A recent essay by an Ohio woman who refuses to mow her lawn has struck a nerve. Thirteen hundred people have weighed in with a comment on Sarah Baker's tale of flouting a neighborhood mowing ordinance in the face of a $1,000 fine.
You'll notice, if you look closely, that the colors start at light green in the urban cores and get darker as you move outward — lawn density increases in the suburbs.
In some states, a significant chunk of the landscape is covered in turf grass — meaning residential lawns, commercial lawns, golf courses, and the like. Delaware is 10 percent lawn. Connecticut and Rhode Island are 20 percent. And over 20 percent of the total land area of Massachusetts and New Jersey is covered in grass, according to that 2005 NASA study.

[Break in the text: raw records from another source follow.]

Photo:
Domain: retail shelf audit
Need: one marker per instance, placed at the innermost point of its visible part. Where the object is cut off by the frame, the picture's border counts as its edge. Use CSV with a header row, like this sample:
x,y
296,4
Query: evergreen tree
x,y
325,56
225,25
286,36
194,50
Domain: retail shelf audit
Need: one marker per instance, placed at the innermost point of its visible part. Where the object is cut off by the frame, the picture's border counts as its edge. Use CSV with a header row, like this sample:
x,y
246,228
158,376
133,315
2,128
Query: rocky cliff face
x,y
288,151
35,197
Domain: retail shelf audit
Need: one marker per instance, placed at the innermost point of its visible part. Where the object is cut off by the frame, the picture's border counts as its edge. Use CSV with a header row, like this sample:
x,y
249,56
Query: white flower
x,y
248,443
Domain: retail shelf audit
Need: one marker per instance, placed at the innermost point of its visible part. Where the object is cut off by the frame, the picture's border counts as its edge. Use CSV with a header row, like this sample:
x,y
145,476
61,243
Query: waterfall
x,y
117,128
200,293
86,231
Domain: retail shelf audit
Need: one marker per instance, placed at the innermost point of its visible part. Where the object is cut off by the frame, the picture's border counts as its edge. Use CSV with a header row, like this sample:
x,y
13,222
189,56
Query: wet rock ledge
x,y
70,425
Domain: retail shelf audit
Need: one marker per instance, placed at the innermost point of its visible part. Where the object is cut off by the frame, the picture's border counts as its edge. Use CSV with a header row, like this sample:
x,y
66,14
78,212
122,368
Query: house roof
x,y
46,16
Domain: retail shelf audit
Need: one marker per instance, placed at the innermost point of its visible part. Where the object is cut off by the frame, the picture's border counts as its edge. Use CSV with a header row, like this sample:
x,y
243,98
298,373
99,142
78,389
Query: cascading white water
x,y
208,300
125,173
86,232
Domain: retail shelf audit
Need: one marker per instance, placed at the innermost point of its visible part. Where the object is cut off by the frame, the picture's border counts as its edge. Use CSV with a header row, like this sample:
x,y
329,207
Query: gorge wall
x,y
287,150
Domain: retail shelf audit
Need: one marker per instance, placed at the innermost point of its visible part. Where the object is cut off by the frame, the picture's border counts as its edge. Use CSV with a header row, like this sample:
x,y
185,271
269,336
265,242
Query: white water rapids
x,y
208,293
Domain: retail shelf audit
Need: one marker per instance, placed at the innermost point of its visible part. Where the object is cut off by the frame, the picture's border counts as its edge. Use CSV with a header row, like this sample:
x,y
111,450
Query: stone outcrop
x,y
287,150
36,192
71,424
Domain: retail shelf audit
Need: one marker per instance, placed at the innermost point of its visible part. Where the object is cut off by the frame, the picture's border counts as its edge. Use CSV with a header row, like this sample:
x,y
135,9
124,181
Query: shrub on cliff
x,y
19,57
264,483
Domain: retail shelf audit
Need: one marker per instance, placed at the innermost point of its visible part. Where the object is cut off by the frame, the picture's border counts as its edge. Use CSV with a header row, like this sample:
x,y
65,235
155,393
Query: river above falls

Perhaps not surprisingly, the traditional American lawn has come in for some scrutiny in recent years. Some, like Baker, are abandoning regular lawn maintenance out of environmental concerns — lawns require fertilizer to grow and gas to mow, and they take up space that could otherwise be used for animal habitat.
Other folks are ditching their lawns because of the amount of water they soak up — 9 billion gallons of it per day, according to the EPA. Think of the miracle that is the modern water supply — pristine water pumped hundreds of miles, passed through shiny state-of-the-art filtration systems, treated with miracle chemicals that keep our teeth from falling out of our heads, and available on-demand at the twist of a knob. And then consider that we intentionally dump billions of gallons of that water out on the ground!
These reasons are all well and good enough. But if you're an average lazy American like me, with kids and a dog and maybe a mortgage and probably a job too, these may seem like valid concerns but they're probably not worth changing your behavior over. So consider the most compelling reason to ditch your lawn, or to at least scale it back: time.
The average American spends about 70 hours a year on lawn and garden care, according to the American Time Use Survey. Considering that this is an average figure that also includes people who don't spend *any* time mowing, the number for people who actually have a lawn, and actually mow it, is going to be considerably higher than that.
Some people take pride in their lawns, and get a lot of fulfillment by keeping them immaculately-manicured. So for these folks, this is time well-spent. But for many of the rest of us, mowing a lawn is nothing more than a chore, and a despised one at that. A November 2011 CBS news poll found that for 1 in 5 Americans, mowing the lawn was their least-liked chore — ranked lower than raking leaves and shoveling snow. Interesting aside: Democrats (25 percent) were considerably more likely than Republicans (16 percent) to say mowing the lawn was their least-favorite chore.
Again, in some cases the time investment may be worthwhile — some families use their lawns all the time. But think of your own neighborhood, and of the number of houses where the only time you see somebody out on the lawn is when it's getting mowed.
It doesn't need to be this way — there are plenty of low-maintenance alternatives to turf grass out there. But some homeowners associations require residents to keep a lawn. And plenty of municipalities, like Sarah Baker's, have strict guidelines on how a lawn should be maintained.
But in the end, much of the pressure to keep and maintain a lawn is self-imposed. Freeing yourself from all those hours on the lawnmower might simply be a matter of realizing that there are alternatives.